Sur le fond, Marine Le Pen reprend l'essentiel des fondamentaux du lepénisme : lien entre immigration, chômage et insécurité; préférence nationale; rétablissement de la peine de mort; suppression de la double nationalité et du droit du sol (au profit du seul droit du sang); indépendance nationale et Europe des patries (à commencer par la sortie de l'euro). Mais, sur plusieurs points, elle a se démarque bel et bien de son père et de Bruno Gollnisch.

Tout d'abord, elle assume pleinement et accentue le tournant "plus étatiste et plus social" du FN, le discours antifiscaliste des années quatre-vingt ayant cédé le pas dans les années quatre-vingt-dix à la dénonciation de la "mondialisation ultralibérale". Elle a d'ailleurs choisi de s'implanter en 2007 dans une commune du bassin minier du Nord-Pas-de-Calais, Hénin-Beaumont. Au-delà des classes populaires, Marine Le Pen vise également dans la perspective de la présidentielle de 2012 les classes moyennes, fragilisées par la crise et en proie à une peur de déclassement social.

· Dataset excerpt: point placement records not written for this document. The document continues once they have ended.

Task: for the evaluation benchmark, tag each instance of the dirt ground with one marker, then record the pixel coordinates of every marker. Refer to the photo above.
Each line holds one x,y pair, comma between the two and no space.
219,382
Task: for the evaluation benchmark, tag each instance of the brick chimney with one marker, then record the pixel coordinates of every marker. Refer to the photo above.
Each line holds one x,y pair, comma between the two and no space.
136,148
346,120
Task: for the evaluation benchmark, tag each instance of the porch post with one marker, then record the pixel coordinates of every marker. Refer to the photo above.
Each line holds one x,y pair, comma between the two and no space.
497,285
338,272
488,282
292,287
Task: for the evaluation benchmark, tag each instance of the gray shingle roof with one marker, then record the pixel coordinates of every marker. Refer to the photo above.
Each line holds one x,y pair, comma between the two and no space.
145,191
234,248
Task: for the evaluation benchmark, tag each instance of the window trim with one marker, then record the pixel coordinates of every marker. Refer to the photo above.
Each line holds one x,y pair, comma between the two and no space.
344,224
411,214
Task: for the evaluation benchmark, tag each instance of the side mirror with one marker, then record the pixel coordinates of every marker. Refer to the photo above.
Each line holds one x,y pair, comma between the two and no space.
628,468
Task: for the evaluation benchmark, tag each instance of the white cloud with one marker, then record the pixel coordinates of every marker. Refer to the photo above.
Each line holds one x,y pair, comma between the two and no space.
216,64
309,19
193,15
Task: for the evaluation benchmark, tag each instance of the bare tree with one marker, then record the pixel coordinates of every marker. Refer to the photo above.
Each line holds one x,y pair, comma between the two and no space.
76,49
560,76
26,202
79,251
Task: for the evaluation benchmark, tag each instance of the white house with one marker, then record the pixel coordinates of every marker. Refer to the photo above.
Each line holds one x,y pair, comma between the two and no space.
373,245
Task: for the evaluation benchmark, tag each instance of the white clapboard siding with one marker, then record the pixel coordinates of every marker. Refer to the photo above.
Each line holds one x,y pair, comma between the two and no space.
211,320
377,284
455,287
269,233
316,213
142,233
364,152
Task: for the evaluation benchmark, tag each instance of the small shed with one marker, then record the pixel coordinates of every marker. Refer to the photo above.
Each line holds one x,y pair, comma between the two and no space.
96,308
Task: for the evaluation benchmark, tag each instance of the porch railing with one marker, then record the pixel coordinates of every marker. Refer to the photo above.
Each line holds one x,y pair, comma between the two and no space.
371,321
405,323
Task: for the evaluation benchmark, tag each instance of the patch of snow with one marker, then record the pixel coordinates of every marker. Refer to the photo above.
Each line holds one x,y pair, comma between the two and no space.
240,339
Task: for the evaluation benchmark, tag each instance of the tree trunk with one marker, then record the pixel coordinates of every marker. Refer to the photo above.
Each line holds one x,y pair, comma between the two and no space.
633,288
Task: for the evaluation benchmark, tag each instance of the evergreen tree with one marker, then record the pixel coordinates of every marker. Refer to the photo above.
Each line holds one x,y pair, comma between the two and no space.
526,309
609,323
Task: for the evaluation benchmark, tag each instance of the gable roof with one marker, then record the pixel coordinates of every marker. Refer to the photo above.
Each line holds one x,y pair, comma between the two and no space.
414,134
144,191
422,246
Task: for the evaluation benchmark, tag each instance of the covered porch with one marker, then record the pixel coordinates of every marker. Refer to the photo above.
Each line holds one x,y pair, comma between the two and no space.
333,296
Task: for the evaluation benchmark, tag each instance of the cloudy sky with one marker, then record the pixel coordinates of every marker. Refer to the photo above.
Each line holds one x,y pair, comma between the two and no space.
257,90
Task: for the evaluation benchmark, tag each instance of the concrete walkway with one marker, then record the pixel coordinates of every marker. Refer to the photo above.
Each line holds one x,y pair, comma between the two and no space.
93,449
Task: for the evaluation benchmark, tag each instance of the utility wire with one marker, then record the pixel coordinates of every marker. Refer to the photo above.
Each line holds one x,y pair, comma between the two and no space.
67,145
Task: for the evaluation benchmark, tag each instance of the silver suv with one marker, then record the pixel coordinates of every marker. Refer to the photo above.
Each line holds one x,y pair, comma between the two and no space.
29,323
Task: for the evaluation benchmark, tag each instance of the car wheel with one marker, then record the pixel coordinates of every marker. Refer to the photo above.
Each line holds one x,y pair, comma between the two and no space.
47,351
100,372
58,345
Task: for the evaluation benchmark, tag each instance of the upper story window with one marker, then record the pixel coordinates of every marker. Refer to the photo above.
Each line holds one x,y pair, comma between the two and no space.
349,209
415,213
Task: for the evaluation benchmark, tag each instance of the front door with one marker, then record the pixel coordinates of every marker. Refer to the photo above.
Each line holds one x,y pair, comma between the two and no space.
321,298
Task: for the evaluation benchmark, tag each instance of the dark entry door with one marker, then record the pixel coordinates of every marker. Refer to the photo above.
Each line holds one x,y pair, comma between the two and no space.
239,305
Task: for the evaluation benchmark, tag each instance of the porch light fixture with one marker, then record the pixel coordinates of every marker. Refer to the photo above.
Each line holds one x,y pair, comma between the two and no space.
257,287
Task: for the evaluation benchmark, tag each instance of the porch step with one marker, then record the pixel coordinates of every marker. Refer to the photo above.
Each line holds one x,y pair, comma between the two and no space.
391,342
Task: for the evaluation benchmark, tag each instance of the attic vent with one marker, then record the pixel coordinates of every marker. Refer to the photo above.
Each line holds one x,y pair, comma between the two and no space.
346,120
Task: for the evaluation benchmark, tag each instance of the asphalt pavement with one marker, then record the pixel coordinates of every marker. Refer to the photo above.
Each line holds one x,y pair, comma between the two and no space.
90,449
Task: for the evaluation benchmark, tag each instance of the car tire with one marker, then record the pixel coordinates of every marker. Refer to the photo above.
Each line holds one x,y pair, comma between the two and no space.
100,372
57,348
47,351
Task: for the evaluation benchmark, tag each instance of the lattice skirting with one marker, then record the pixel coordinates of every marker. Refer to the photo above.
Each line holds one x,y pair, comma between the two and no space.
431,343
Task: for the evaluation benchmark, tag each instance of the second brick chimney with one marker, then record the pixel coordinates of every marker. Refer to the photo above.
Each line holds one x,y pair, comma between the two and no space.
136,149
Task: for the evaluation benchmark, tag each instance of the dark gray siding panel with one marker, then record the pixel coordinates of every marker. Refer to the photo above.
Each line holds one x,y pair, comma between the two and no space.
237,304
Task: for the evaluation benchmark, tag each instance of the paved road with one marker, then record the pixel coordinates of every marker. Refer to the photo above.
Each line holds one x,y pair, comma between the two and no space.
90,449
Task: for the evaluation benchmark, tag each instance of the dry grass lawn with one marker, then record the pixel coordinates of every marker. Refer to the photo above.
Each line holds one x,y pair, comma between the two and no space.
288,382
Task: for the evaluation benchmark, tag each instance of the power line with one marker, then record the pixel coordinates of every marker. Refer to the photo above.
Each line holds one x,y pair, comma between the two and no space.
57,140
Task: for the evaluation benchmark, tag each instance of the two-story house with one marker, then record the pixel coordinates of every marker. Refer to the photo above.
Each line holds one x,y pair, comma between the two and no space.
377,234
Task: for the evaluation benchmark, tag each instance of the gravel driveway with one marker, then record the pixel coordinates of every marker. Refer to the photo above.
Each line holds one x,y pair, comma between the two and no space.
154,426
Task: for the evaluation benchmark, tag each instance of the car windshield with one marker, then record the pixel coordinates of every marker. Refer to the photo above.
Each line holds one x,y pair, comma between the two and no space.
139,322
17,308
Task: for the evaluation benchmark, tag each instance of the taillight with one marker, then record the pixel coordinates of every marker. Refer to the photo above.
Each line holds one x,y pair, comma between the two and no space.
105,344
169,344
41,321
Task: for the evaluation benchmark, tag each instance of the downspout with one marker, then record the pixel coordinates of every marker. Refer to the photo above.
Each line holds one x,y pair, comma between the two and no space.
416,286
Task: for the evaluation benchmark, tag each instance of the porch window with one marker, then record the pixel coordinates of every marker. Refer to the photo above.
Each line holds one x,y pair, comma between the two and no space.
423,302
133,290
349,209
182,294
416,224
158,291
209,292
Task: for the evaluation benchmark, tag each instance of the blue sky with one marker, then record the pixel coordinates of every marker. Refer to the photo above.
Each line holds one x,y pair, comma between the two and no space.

Ensuite, elle se réclame haut et fort des valeurs républicaines en général et de la laïcité en particulier. Des références aux antipodes de l'extrême droite réactionnaire et contre-révolutionnaire. Son récent parallèle entre l'Occupation allemande de 1940 et l'occupation de rues par des musulmans en prière était sans doute autant destiné à conquérir en interne les faveurs des ultras du FN qu'à draguer, à l'extérieur du parti, les défenseurs de la laïcité.

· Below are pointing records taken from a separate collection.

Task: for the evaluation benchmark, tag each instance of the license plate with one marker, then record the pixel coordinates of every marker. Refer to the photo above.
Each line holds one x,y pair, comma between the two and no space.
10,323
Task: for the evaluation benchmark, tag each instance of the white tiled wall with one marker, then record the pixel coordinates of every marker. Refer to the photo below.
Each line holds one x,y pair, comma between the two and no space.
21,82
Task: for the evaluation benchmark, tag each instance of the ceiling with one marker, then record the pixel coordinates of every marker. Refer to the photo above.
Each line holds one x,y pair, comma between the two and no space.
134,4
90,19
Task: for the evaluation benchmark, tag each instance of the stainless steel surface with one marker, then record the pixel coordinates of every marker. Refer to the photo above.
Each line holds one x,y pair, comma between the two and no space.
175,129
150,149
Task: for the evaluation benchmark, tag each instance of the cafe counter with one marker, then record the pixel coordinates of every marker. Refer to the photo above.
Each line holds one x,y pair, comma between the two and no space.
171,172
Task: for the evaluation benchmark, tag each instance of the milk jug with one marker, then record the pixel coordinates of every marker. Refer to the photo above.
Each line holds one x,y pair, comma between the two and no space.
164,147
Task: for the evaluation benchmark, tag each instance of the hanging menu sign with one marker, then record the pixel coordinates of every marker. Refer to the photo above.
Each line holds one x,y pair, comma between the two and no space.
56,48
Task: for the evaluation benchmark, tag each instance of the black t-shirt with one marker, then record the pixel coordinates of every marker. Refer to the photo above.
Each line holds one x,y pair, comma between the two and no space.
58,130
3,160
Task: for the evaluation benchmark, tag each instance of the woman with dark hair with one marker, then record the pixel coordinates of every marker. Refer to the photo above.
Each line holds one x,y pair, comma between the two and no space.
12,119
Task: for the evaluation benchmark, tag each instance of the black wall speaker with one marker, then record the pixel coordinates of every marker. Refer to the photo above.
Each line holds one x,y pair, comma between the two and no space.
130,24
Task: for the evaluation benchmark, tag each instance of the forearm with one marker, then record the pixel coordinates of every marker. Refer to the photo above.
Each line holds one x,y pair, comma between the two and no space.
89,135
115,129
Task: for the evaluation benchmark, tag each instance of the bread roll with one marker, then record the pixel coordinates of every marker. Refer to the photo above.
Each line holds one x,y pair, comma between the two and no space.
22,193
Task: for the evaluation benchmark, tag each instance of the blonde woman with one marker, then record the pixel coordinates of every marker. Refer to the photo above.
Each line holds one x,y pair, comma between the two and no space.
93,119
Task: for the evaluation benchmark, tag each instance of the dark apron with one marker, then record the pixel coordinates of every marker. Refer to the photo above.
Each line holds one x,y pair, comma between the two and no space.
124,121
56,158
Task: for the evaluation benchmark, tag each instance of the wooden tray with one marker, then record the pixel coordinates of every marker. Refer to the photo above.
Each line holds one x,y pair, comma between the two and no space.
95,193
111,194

Enfin, sur la question clef de la définition de l'appartenance à la communauté nationale, où se niche le racisme d'extrême droite, elle semble hésiter. D'un côté, dès 2002 elle présentait la candidature de son père comme celle "débarrassée des spécificités religieuses, ethniques ou même politiques", réaffirmant encore aujourd'hui qu'elle ne possède pas "une vision ethnique de la nation". De l'autre, elle emploie fréquemment l'expression discriminatoire "Français de souche", aux antipodes du principe républicain d'égalité entre de tous les citoyens, distinguant ainsi les Français en fonction de leur origine (pour les démographes de l'Ined, le Français de souche est celui qui n'a pas au moins un de ses grands-parents immigré).

Quoi qu'il en soit, le but de Marine Le Pen (déjà la seule candidate FN à accéder au second tour des législatives de 2007) est de conquérir le pouvoir et non pas de simplement se substituer à son père dans son rôle tribunitien, provocateur et contestataire. De fait, un sondage CSA la crédite de 17 à 18% des intentions de vote (1). Un niveau jamais atteint par Jean-Marie Le Pen.

 

Laurent de Boissieu
La-Croix.com, 14-15 janvier 2011 (résultats officiels ajoutés le 16 janvier)

(1) Réalisé pour Marianne les 7 et 8 janvier 2011 auprès de 1 001 personnes.